On estime qu’au moins 185 avortements clandestins sont pratiqués chaque jour en Bolivie, une situation qui met en danger la vie des jeunes filles et des femmes qui recourent à des procédures dangereuses pour interrompre leur grossesse, une situation qui met la légalisation de cette pratique dans le pays sur la table des débats.
Depuis 2014, la Bolivie dispose d’un arrêt de la Cour constitutionnelle qui établit que les victimes de viol ou dans les cas où la vie de la mère est en danger peuvent procéder à un avortement, et malgré le fait que cet arrêt soit en vigueur depuis une décennie, il y a encore des obstacles à sa mise en œuvre.
« Bien que la décision ait été un succès pour le mouvement des femmes (…), il est encore très difficile de la faire appliquer par des fonctionnaires qui ne la connaissent pas, et nous sommes vraiment une société patriarcale », a déclaré à EFE Tania Sánchez, directrice du Comité de coordination des femmes.
Entre-temps, la directrice d’Ipas Bolivie, Malena Morales, a déclaré à EFE que les « avortements non médicalisés » sont la troisième cause de mortalité maternelle dans le pays, ce qui fait de cette situation « un risque pour la santé des femmes » et un « problème de santé publique et de justice sociale », car ce sont les personnes ayant le moins de ressources qui sont les plus touchées.
Selon les données de l’Ipas, entre 40 000 et 60 000 avortements sont pratiqués chaque année dans le pays, mais ce chiffre ne reflète pas la réalité exacte de cette situation, qui est pratiquée dans des lieux clandestins ou peu sûrs.
M. Morales a indiqué que, selon les rapports des hôpitaux depuis 2014, lorsque la décision était déjà en vigueur, 97 704 avortements ont été pratiqués jusqu’en 2023, dont environ 753 sont des « avortements provoqués » au cours desquels une interruption légale de grossesse a été pratiquée, tandis que les autres cas sont des « avortements incomplets qui ont atteint les services de santé ».
Elle a ajouté que les avortements sûrs, pratiqués par du personnel technique, avec la bonne technologie et des moyens hygiéniques, ont une très faible probabilité de complications, et que ce qui met les femmes en danger, ce sont les processus dangereux et clandestins, les perforations utérines et les degrés d’infection qui peuvent entraîner la mort.

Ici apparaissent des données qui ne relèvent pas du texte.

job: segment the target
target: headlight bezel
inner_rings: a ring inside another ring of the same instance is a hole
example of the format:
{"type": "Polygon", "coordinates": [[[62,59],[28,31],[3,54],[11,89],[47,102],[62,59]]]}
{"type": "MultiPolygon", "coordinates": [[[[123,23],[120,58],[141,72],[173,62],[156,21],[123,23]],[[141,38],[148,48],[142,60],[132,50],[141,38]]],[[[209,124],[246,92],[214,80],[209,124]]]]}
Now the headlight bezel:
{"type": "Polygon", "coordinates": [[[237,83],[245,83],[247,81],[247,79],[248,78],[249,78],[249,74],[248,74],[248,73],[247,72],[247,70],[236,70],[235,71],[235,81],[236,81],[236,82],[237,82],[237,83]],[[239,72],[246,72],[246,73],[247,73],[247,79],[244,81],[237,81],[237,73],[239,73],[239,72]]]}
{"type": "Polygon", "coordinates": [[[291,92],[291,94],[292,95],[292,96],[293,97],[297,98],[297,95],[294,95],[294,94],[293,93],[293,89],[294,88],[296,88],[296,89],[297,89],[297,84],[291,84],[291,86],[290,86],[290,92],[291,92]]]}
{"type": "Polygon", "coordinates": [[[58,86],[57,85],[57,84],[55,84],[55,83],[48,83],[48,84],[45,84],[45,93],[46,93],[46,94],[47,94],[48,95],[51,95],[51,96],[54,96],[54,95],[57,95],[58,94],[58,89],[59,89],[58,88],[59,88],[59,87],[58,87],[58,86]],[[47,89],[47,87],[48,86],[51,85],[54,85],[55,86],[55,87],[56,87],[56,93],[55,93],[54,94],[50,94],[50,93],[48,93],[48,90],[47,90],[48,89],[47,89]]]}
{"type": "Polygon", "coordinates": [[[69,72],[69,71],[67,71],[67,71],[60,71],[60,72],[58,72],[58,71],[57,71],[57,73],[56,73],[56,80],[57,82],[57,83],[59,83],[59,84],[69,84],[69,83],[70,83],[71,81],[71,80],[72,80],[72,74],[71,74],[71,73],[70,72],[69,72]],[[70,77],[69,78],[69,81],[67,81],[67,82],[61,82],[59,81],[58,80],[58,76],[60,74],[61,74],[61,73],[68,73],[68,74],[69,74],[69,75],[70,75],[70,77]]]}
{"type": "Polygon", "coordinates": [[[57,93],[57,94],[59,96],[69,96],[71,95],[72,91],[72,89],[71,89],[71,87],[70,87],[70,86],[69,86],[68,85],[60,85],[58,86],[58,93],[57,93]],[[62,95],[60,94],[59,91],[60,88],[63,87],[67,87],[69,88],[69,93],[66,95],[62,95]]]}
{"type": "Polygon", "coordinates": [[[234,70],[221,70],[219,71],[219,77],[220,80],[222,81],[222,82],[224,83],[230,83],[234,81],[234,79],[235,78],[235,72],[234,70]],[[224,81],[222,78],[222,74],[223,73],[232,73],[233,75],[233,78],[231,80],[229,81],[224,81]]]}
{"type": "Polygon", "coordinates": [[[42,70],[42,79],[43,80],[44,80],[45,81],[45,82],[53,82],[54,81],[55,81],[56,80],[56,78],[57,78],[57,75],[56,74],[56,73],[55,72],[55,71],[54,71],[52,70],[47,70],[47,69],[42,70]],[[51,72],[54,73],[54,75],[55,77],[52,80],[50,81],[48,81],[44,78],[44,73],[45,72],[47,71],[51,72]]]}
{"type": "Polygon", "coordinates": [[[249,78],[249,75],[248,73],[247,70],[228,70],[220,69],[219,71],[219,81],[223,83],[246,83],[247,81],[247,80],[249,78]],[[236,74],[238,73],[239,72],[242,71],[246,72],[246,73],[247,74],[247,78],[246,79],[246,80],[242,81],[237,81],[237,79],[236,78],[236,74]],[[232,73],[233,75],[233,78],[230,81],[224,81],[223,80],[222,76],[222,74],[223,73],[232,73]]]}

« L’accès des femmes au système de santé et la protection offerte par une loi empêcheraient les femmes de mourir à la suite d’avortements pratiqués dans des conditions dangereuses », a-t-elle déclaré.
Loi proposée
La sénatrice pro-gouvernementale Virginia Velasco a présenté aux médias un projet de loi complet sur les droits sexuels et reproductifs, qui propose la légalisation de l’avortement.
M. Velasco a déclaré qu’il était important de discuter de cette situation et qu’il était nécessaire de « lever le tabou », raison pour laquelle cette proposition correspond également aux recommandations formulées par l’Organisation mondiale de la santé et les Nations unies.
L’initiative devrait être présentée dans les prochains mois à l’Assemblée législative pour analyse et, pour l’instant, on sait qu’elle propose une « condition unique » pour l’interruption de grossesse, à savoir la signature du « consentement éclairé » de la femme enceinte.
Pour Sánchez et Morales, cette proposition est importante parce qu’elle est complète et qu’elle aborde des questions telles que l’accès aux contraceptifs, les soins interculturels, la violence obstétrique et que l’avortement fait partie de cette loi, ce qui était attendu depuis longtemps par les groupes de femmes.
Tous deux conviennent également que la Bolivie est encore une société « conservatrice » qui a « peur » d’aborder ces questions, mais que la réalité est que ces situations doivent être discutées et non simplement ignorées.
« La réalité exige que nous parlions de ce problème, lorsque nous voyons, par exemple, qu’une trentaine de cas de violence sexuelle à l’encontre de filles et d’adolescentes sont signalés chaque jour, nous ne pouvons pas fermer les yeux », a déclaré Mme Sanchez.
Il a ajouté que la Bolivie est le deuxième pays d’Amérique latine où les taux de violence sexuelle et de grossesses chez les adolescentes sont les plus élevés et que, pour la seule année 2023, 1 376 interruptions légales de grossesse ont été pratiquées, dont 294 correspondent à des violences sexuelles et 59 % des viols ont été commis sur des enfants de moins de 15 ans, une situation qu’il a jugée « alarmante ».